Secondly, peer pressure serves as a rite of passage. Whatever decision you choose, you will learn from. Typically, people give in and later realize that they’ve developed a problem or they’ve achieved something good. In that type of situation, they learn that they’ve either done wrong or right. Thus, leading them to distinguish between their rights, wrongs, and the gray areas in between. Anyone who has supposedly chosen a bad route WILL soon realize what kind of choices they were facing in the first place. And let’s say a person in your age group pressured you to do something useful/productive like drawing, writing, volunteering, etc. If you decided to give into any of their suggestions, it depends on whether or not you like it or gain anything from it. The most important thing is that you’ve ended up learning more about what you want in life, just by doing something you haven’t done much of before. In other cases, you can surely give your name a better reputation; anything could happen and you can surely find something slightly positive within your end results. Because again, the thing that matters the most is that you were able to learn from your experience with peer pressure. Not sure if anyone has forgotten, but learning is essential and is a good thing. You need to learn in order bend things around to make something of use to you, and peer pressure should be seen as a form of learning. It could’ve been yourself, someone else, or anything that you’ve learned. Whatever it is, you’ve found something that has helped you in some sort of way, and what lead to that was peer pressure itself.
It’s obvious that peer pressure can involve drugs as long as the instigator insists you take them. Of course the person will push you to feel obligated to drink if they insist. But must it really be associated with only drugs and alcohol use? (A. Crawford, B. Novak) Your friend could also force you to find interest in a new store to shop at, or telling you to work for a soup kitchen for positive recognition. It doesn’t always have to be as compromising or bad as drugs, peer pressure can be linked to anything in between good or bad.
If there’s anything else I should add for you to consider, it is that us humans learn in many different ways, especially through experience. Experience is what we learn the most from, because we do things based off of it everyday. Knowing this will allow us to embrace the existence of peer pressure and understand the good parts about it. People always desire to gain something from any act they take on.
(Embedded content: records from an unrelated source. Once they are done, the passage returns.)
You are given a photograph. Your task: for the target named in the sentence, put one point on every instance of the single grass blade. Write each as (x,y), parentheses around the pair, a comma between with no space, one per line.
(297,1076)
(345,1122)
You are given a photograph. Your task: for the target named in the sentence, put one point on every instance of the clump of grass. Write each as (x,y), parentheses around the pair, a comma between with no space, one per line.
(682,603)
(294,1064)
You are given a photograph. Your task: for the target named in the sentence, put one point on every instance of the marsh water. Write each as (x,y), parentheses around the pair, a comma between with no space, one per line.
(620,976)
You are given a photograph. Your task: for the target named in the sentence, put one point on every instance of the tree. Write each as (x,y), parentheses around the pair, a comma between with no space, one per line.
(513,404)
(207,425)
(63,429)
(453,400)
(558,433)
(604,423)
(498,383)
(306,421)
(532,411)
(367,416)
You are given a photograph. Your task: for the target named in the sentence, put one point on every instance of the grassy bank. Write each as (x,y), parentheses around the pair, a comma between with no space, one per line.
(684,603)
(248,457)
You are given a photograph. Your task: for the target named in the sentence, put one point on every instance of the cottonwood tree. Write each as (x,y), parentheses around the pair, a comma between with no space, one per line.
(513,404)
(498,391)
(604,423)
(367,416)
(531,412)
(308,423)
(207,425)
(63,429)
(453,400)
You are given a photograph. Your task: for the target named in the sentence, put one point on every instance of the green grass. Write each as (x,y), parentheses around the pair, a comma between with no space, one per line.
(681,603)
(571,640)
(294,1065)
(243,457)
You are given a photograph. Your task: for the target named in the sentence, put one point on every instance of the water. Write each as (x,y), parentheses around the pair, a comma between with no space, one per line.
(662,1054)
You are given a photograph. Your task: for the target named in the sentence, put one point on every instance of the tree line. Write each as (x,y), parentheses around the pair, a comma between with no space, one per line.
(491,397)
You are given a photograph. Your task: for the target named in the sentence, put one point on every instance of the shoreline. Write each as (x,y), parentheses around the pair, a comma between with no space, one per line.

It’s a quality of us that leads us to work towards any goals we have in mind. Peer pressure does not hesitate to take advantage of this human characteristic, so that’s why we usually give into it; we want to get something good out of peer pressure. Thus, people who pressure you into doing something will try giving you a good reason to do it (i.e. “Volunteer at our church! You get hours coupled with your high school credit and every boss will want to hire you!”). It’s always up to you to decide, and being decisive will become of great use to you. So again, peer pressure doesn’t necessarily have to be a bad thing. It helps hone your ability to decide quickly and effectively while letting you choose what you want to gain from it. That’s the interesting part about peer pressure, you can confront your own ethicality and what you truly want; even if you say “no,” you get the benefit of making the best choice for yourself.
To sum it all up, peer pressure shapes your aptitude of making quick & sensible decisions. Peer pressure can be seen as a form of learning and can help you make better decisions in the future. So parents in the future should tell their kids that they should take advantage of peer pressure. That they should learn how to use it for their own sake, to help them find their way to their own ambitions. They should be taught to understand that peer pressure is more than just drugs and alcohol; that it’s a tool to get through their complicated lives. Children should be taught that they have to become well-decisive, and through the constant presence of peer pressure, it helps them make better decisions. Instead of overlooking peer pressure as a black and white idea, why not look for the obvious gray areas within it, and make it useful to yourselves? Because after all, peer pressure will not disappear no matter how completely harmful you think it is. It’s about time we started making good use out of it, as it’ll exist for as long as humans are still around.